If $ \in$ Card where Card is the class of all infinite cardinals, and if $0 \neq \lambda \in$ Cd where Cd is the class of all cardinals, how can I prove the followings:
(but without possible usage of Godel's pairing function)
$a)$ $\kappa \times \kappa = \kappa$
$b)$ $\kappa \times \lambda =$ max {$\kappa , \lambda$}
$c)$ $\kappa + \lambda =$ max {$\kappa , \lambda$}
Remark: I use the following definition of cardinals:
card$(x):=$ min {$\alpha \in$ Ord | $\exists$ bijection $f:\alpha \to x$}
We'll first assume that we proved a) and deduce b) and c). Then we'll prove a) (obviously without using our newly acquired results).
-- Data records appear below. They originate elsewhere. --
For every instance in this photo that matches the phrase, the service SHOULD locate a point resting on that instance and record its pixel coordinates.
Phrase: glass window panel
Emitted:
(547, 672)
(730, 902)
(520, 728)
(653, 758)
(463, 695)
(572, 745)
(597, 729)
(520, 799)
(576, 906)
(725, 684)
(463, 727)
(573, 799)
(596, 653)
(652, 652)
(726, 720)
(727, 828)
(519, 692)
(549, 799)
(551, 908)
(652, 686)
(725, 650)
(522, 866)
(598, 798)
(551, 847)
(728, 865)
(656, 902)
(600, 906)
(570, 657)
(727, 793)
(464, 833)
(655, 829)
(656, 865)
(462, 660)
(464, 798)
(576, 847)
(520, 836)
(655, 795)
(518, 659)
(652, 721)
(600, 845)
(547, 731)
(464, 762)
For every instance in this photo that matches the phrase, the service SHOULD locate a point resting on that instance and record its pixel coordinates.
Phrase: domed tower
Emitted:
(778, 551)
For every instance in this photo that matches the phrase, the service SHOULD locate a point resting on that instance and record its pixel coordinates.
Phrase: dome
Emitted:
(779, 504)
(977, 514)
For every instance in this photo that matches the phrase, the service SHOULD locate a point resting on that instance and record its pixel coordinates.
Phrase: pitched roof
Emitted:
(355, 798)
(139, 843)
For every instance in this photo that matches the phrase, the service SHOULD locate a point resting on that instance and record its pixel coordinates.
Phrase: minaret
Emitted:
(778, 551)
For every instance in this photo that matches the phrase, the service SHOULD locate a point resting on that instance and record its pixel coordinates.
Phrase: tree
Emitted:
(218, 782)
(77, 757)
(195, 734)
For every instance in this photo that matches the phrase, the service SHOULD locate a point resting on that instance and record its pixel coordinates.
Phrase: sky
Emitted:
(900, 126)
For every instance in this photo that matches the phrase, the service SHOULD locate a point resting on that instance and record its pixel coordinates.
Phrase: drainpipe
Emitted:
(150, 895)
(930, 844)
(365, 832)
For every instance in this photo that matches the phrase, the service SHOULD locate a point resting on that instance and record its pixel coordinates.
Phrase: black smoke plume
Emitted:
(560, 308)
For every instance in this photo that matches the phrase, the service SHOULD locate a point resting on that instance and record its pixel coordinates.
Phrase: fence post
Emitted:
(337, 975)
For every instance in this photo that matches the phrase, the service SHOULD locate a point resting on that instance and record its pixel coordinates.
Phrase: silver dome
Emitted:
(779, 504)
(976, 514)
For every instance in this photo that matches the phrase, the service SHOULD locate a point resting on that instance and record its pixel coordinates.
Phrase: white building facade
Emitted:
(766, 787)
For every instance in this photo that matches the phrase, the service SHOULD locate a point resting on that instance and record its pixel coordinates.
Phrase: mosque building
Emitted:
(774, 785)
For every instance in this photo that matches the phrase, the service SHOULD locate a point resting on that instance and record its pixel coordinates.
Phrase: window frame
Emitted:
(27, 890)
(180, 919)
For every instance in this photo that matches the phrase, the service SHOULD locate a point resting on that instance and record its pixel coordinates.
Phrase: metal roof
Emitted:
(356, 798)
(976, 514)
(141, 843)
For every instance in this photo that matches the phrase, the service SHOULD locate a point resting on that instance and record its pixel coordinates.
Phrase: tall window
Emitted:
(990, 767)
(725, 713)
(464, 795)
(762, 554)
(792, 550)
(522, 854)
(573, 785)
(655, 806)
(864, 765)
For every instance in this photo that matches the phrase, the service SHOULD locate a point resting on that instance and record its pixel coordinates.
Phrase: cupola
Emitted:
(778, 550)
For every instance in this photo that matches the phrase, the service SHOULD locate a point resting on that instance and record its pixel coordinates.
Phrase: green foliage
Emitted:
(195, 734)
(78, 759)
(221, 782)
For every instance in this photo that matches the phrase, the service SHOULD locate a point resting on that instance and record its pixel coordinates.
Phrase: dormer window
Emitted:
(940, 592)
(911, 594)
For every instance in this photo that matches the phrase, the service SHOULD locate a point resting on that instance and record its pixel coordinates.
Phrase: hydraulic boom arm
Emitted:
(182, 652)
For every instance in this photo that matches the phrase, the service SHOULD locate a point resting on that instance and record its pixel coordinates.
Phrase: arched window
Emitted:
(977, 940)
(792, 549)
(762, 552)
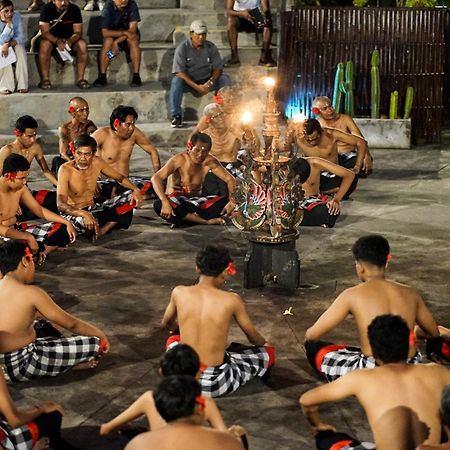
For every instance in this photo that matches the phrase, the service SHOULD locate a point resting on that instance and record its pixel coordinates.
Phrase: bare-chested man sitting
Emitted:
(25, 144)
(178, 401)
(28, 347)
(187, 171)
(45, 237)
(401, 401)
(375, 296)
(115, 145)
(321, 210)
(79, 124)
(317, 142)
(77, 183)
(204, 312)
(329, 118)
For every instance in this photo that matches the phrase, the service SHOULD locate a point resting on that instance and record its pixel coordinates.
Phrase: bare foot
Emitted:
(92, 364)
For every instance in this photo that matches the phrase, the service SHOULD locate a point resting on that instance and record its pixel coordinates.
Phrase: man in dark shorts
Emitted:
(120, 32)
(250, 16)
(61, 26)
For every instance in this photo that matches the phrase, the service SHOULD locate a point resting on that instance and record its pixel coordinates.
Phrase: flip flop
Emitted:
(45, 85)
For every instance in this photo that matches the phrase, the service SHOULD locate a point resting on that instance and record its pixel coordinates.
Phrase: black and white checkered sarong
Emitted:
(120, 202)
(238, 368)
(19, 438)
(48, 357)
(339, 362)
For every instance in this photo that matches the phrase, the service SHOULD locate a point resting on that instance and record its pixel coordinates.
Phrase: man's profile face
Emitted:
(28, 137)
(199, 152)
(326, 110)
(83, 157)
(126, 129)
(81, 111)
(61, 5)
(198, 40)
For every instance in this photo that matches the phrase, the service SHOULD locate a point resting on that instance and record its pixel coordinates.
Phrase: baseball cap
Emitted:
(198, 27)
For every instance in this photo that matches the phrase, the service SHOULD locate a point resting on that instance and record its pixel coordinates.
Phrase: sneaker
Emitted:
(176, 122)
(90, 5)
(136, 80)
(101, 80)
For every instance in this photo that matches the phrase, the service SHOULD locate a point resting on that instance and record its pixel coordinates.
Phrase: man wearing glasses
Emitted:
(77, 185)
(115, 145)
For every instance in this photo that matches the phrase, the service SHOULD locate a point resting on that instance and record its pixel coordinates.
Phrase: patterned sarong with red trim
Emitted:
(117, 209)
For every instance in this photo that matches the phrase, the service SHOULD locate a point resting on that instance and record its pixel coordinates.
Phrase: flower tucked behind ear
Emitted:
(231, 269)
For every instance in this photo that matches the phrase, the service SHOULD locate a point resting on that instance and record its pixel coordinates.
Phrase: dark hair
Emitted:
(24, 122)
(11, 253)
(15, 163)
(201, 137)
(181, 359)
(312, 125)
(212, 260)
(302, 169)
(121, 112)
(445, 406)
(5, 4)
(389, 338)
(84, 140)
(372, 248)
(175, 397)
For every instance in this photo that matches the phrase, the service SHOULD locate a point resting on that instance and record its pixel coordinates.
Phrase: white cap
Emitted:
(198, 27)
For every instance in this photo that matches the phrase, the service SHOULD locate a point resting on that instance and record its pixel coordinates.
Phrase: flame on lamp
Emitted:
(246, 117)
(269, 82)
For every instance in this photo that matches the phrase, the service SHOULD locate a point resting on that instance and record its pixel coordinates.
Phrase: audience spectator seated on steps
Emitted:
(32, 348)
(69, 131)
(179, 402)
(197, 68)
(179, 360)
(61, 26)
(12, 40)
(250, 16)
(120, 32)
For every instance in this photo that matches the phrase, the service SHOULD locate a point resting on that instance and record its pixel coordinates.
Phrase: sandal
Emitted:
(83, 84)
(45, 84)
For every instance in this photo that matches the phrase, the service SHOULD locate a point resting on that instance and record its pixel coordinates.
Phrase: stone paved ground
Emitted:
(123, 283)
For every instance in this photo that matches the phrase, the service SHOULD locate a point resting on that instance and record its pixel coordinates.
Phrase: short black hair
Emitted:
(15, 163)
(84, 140)
(201, 137)
(11, 253)
(312, 125)
(445, 406)
(24, 122)
(175, 397)
(181, 359)
(372, 248)
(302, 169)
(121, 112)
(389, 338)
(212, 260)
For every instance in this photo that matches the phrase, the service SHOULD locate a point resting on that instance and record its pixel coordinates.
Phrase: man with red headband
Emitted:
(203, 313)
(375, 296)
(115, 145)
(32, 348)
(26, 145)
(78, 124)
(46, 237)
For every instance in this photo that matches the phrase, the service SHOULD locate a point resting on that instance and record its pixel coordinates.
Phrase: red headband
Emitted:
(231, 269)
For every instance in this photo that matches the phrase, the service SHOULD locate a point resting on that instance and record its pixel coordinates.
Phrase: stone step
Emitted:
(156, 66)
(150, 101)
(156, 25)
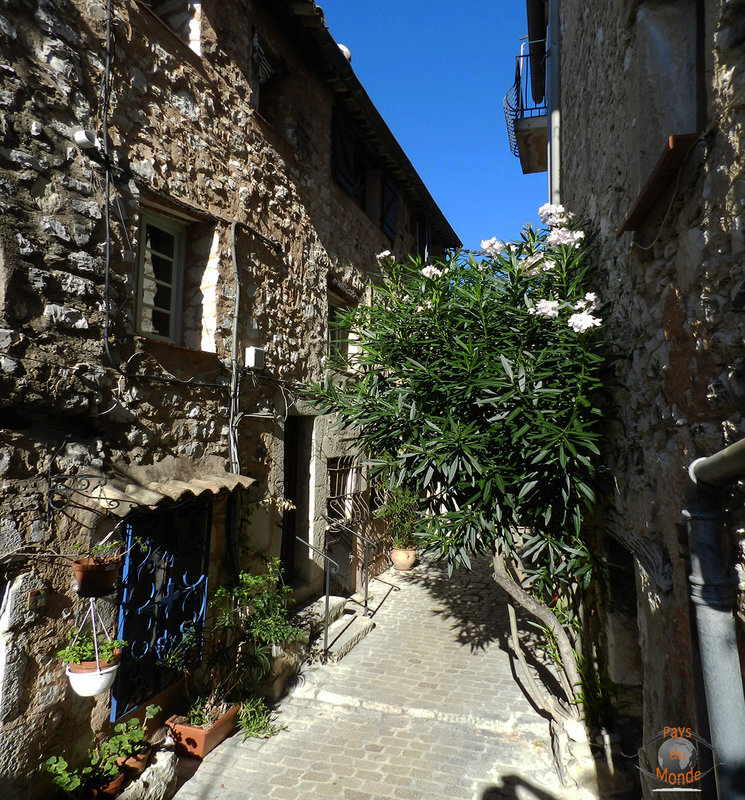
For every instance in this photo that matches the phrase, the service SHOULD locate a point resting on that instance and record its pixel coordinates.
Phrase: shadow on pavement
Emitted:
(471, 599)
(513, 787)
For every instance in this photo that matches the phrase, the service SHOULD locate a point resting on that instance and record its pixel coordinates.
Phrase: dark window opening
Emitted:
(183, 17)
(355, 169)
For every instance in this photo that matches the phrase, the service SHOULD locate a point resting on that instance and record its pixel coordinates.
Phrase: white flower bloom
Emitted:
(546, 308)
(583, 321)
(492, 247)
(563, 236)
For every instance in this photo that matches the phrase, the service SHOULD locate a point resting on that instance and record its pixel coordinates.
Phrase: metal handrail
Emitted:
(334, 567)
(368, 543)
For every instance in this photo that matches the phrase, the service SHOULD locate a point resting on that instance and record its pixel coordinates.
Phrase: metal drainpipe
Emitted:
(553, 97)
(714, 592)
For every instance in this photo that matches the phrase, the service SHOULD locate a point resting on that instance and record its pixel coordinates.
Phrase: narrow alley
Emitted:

So let $\kappa, \lambda$ be two infinite cardinals. Assume $\lambda\leq \kappa$. We let $x\leq y$ denote "there is an injection $x\to y$". We have $\kappa \leq \kappa +\lambda \leq \kappa\times\lambda \leq \kappa\times\kappa\leq \kappa$; which allows us to conclude for b) and c) using Cantor-Bernstein's theorem. The first inequality is trivial, the second one is obtained by $\kappa +\lambda \sim \kappa\times\{0\}\cup\lambda\times\{1\}$ and then using the inclusion map (here we use $\lambda\neq 0$); the third one comes from our assumption that $\lambda\leq \kappa$, and the final one comes from a). In other words, it suffices to prove a).
The proof for a) is a bit more delicate, as it uses induction, but I'm sure you must be familiar with this. The result is obviously true for $\omega$ (there are many explicit bijections $\omega\times\omega\to\omega$). Therefore let $\kappa$ be any infinite cardinal and assume the result holds for all cardinals $<\kappa$.
Define the following order on $\kappa\times\kappa$: $(x,y)\preceq (x', y')$ if and only if : either $max(x,y) < max(x',y') $ or ($max(x,y)=max(x',y')$ and $(x,y)\leq (x', y')$ ) (in the last condition, $\leq$ denotes the lexicographic ordering). It's quite easy to see that this is a well ordering on $\kappa\times\kappa$ (I'll leave the details to you)
Therefore, $(\kappa\times\kappa,\preceq)$ is isomorphic (with a unique isomorphism $f$) to a unique ordinal $\delta$. What we want to show is that $\delta$ cannot be bigger than $\kappa$, which will then show that it is $\kappa$.
So assume $\kappa < \delta$. Then let $(\lambda_0, \lambda_1)= f^{-1}(\kappa)$. Both $\lambda_i <\kappa$, so if we let $\lambda = sup(\lambda_0,\lambda_1)$, we have $\lambda<\kappa$.
Since $f$ is an isomorphism, $\kappa \subset Im(f_{\mid \lambda\times \lambda})$. But using our induction hypothesis, $\lambda\times\lambda$ has a cardinal $<\kappa$ : indeed it is either finite, in which case it's obvious, or it is infinite and then its cardinal is the cardinal of $\lambda <\kappa$. This is a contradiction, since $Im(f_{\mid \lambda \times \lambda})$ has cardinal at most $card(\lambda\times\lambda)$.
Therefore our assumption was wrong, $\delta\leq \kappa$, and so $\kappa\times\kappa \leq \kappa$. The reverse inequality being trivial, Cantor-Bernstein's theorem shows that $\kappa\times \kappa \sim\kappa$.
This gives us a), and thus b) and c)